/ctsi-mcw-deid-service

NLP web application and web service software to deidentify protected health information from clinical notes

Primary LanguageJavaGNU General Public License v3.0GPL-3.0

ctsi-mcw-deid-service

NLP Software to deidentify protected health information from clinical notes.

Jay Urbain, PhD
jay.urbain@gmail.com

George Kowalski gkowalski@mcw.edu

Java Maven web service app. The application is accessible through a web page (index.jsp) or a JSON-based web service.

The web app and web service links provided below are for evaluation only and not for production use.

Requirements

Installation

Install Apache tomcat 8.* from ( http://tomcat.apache.org/ ) Install Apache Maven

Checkout this code with :

git clone git@github.com:gkowalski/ctsi-mcw-deid-service.git

Next compile the code with :

cd ctsi-mcw-deid-service
mvn clean
mvn package

This will produce a deployable war file under the target subdirectory. ( ctsi-mcw-deid-service/target/ctsi-mcw-deid-service.war ) copy this file to your ~tomcat8/webapps/ directory.

cd ~tomcat/bin
./startup.sh

Open your browser and go to the URL :

http://localhost:8080/ctsi-mcw-deid-service/

After loading , which should ne automatic

Web-based user interface

https://cis.ctsi.mcw.edu/deid/

Web Screen Shot

JSON web-service interface

https://cis.ctsi.mcw.edu/deid/deidservice

$ curl -H "Content-Type: application/json" -X POST -d '{"dateoffset":"10","name":"Jay","recordlist":["Jay Urbain, jay.urbain@gmail.com, born December 6, 2156 is an elderly caucasian male suffering from illusions of grandeur and LBP.", "He is married to Kimberly Urbain, who is much better looking.", "Patient father, Francis Urbain has a history of CAD and DM.", "Jay has been prescribed meloxicam, and venti americano.", "He lives at 9050 N. Tennyson Dr., Disturbia, WI with his wife and golden retriever Mel.", "You can reach him at 414-745-5102."]}' https://cis.ctsi.mcw.edu/deid/deidservice

{"name":"Jay","dateoffset":"10","deidlist":["[PATIENT[PERSON] [PERSON], [xxx@xxx.xxx] , born [12_16_2156] is an elderly caucasian male suffering from illusions of grandeur and LBP. ","He is married to [PERSON] [PERSON], who is much better looking. ","Patient father, [PERSON] [PERSON] has a history of CAD and DM. ","[PATIENT] has been prescribed meloxicam, and venti americano. ","He lives at [xxxxx x. xxxxx] Dr., Disturbia, WI with his wife and golden retriever [PERSON]. ","You can reach him at [xxx_xxx_xxxx] . "]}

License

"CTSI MCW Deidentification" is licensed under the GNU General Public License (v3 or later; in general "CTSI MCW Deidentification" code is GPL v2+, but "CTSI MCW Deidentification" uses several Apache-licensed libraries, and so the composite is v3+). Note that the license is the full GPL, which allows many free uses, but not its use in proprietary software which is distributed to others. For distributors of proprietary software, "CTSI MCW Deidentification" is also available from CTSI of Southeast Wisconsin under a commercial licensing You can contact us at jay.urbain@gmail.com.

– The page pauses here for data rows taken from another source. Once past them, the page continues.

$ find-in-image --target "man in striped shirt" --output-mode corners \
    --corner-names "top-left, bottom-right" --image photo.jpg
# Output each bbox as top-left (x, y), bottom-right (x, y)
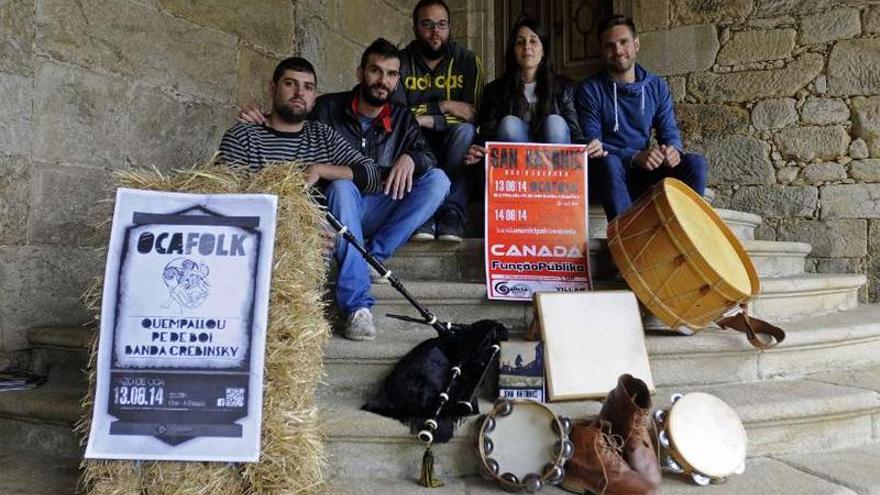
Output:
top-left (220, 57), bottom-right (448, 340)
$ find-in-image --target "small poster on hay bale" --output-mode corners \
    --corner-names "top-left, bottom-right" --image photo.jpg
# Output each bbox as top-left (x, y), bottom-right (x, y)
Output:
top-left (77, 163), bottom-right (329, 495)
top-left (86, 188), bottom-right (277, 462)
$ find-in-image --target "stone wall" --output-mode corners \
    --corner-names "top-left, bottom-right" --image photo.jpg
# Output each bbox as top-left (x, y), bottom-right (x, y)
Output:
top-left (629, 0), bottom-right (880, 302)
top-left (0, 0), bottom-right (296, 350)
top-left (0, 0), bottom-right (494, 350)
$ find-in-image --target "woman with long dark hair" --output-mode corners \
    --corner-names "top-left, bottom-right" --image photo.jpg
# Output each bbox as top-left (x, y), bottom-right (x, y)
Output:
top-left (479, 17), bottom-right (599, 148)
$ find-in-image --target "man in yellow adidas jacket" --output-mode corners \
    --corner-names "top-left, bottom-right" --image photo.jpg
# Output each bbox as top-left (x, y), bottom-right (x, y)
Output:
top-left (395, 0), bottom-right (483, 242)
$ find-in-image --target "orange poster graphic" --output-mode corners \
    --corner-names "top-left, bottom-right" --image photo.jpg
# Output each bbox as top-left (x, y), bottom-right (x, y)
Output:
top-left (485, 143), bottom-right (590, 301)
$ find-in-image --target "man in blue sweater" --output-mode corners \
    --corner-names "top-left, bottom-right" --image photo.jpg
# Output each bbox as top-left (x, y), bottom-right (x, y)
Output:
top-left (576, 15), bottom-right (708, 220)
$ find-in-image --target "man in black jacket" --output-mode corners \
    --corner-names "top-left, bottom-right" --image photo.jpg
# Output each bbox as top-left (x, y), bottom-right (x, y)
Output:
top-left (312, 38), bottom-right (449, 339)
top-left (240, 38), bottom-right (449, 340)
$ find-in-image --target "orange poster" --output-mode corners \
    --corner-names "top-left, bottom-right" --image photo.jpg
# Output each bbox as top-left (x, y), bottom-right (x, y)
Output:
top-left (485, 143), bottom-right (590, 301)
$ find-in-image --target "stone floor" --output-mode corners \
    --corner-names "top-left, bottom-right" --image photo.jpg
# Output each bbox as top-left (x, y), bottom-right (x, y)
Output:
top-left (326, 444), bottom-right (880, 495)
top-left (0, 449), bottom-right (79, 495)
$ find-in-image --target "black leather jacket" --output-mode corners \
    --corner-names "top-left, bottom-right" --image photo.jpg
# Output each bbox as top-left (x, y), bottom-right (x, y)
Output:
top-left (312, 86), bottom-right (437, 179)
top-left (478, 75), bottom-right (585, 144)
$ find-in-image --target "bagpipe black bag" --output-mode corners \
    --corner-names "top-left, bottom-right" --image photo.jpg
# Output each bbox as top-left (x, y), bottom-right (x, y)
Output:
top-left (363, 320), bottom-right (508, 443)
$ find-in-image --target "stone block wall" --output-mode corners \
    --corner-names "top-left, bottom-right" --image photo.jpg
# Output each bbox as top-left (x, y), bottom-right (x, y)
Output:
top-left (0, 0), bottom-right (296, 350)
top-left (628, 0), bottom-right (880, 302)
top-left (0, 0), bottom-right (482, 354)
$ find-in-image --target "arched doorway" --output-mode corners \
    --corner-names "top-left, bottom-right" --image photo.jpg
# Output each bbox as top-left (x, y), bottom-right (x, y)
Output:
top-left (495, 0), bottom-right (614, 81)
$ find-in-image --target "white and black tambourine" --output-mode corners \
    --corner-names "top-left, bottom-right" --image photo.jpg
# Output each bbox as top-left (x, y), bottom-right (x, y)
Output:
top-left (477, 399), bottom-right (574, 493)
top-left (653, 392), bottom-right (748, 486)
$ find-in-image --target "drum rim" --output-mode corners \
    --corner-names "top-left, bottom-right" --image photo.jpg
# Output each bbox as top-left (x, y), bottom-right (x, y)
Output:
top-left (477, 399), bottom-right (568, 488)
top-left (607, 178), bottom-right (761, 331)
top-left (659, 177), bottom-right (761, 298)
top-left (663, 392), bottom-right (748, 479)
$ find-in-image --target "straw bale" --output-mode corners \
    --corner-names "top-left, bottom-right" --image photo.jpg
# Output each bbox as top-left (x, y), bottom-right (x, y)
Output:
top-left (77, 162), bottom-right (330, 495)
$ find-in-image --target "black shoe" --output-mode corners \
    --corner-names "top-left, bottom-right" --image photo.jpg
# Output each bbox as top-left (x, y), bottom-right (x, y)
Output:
top-left (437, 213), bottom-right (464, 242)
top-left (410, 219), bottom-right (434, 242)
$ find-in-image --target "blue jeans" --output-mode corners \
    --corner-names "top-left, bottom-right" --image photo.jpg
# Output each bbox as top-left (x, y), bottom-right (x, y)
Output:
top-left (497, 114), bottom-right (571, 144)
top-left (425, 123), bottom-right (477, 224)
top-left (325, 169), bottom-right (449, 314)
top-left (589, 153), bottom-right (709, 221)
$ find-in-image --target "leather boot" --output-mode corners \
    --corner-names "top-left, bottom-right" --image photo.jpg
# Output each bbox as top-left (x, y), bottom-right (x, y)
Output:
top-left (598, 375), bottom-right (661, 487)
top-left (560, 421), bottom-right (654, 495)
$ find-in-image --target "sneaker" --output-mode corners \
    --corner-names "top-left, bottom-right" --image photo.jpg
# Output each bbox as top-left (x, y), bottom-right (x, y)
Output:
top-left (345, 308), bottom-right (376, 340)
top-left (437, 213), bottom-right (464, 242)
top-left (367, 265), bottom-right (391, 284)
top-left (410, 220), bottom-right (434, 242)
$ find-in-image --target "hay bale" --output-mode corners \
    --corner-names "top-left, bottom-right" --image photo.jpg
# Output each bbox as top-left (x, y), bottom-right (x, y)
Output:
top-left (77, 162), bottom-right (330, 495)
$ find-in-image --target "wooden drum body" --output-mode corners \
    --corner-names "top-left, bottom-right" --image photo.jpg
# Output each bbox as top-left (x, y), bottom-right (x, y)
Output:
top-left (477, 399), bottom-right (574, 493)
top-left (653, 392), bottom-right (748, 485)
top-left (608, 179), bottom-right (760, 333)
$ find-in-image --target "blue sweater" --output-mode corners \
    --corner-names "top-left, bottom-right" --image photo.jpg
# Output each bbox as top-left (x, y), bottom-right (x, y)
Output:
top-left (576, 64), bottom-right (682, 166)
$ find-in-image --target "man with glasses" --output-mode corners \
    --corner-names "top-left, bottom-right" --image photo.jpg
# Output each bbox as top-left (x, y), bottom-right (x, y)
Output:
top-left (395, 0), bottom-right (483, 242)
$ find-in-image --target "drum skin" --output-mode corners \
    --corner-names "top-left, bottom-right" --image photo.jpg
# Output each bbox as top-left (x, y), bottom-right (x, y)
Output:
top-left (666, 392), bottom-right (748, 479)
top-left (608, 179), bottom-right (760, 333)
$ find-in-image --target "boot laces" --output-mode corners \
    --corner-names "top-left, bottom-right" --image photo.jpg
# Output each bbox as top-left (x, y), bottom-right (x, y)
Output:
top-left (593, 421), bottom-right (624, 495)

The application uses [Stanford's Core NLP] (https://github.com/stanfordnlp/CoreNLP) for named entity identification.

Manning, Christopher D., Mihai Surdeanu, John Bauer, Jenny Finkel, Steven J. Bethard, and David McClosky. 2014. The Stanford CoreNLP Natural Language Processing Toolkit In Proceedings of the 52nd Annual Meeting of the Association for Computational Linguistics: System Demonstrations, pp. 55-60. pdf.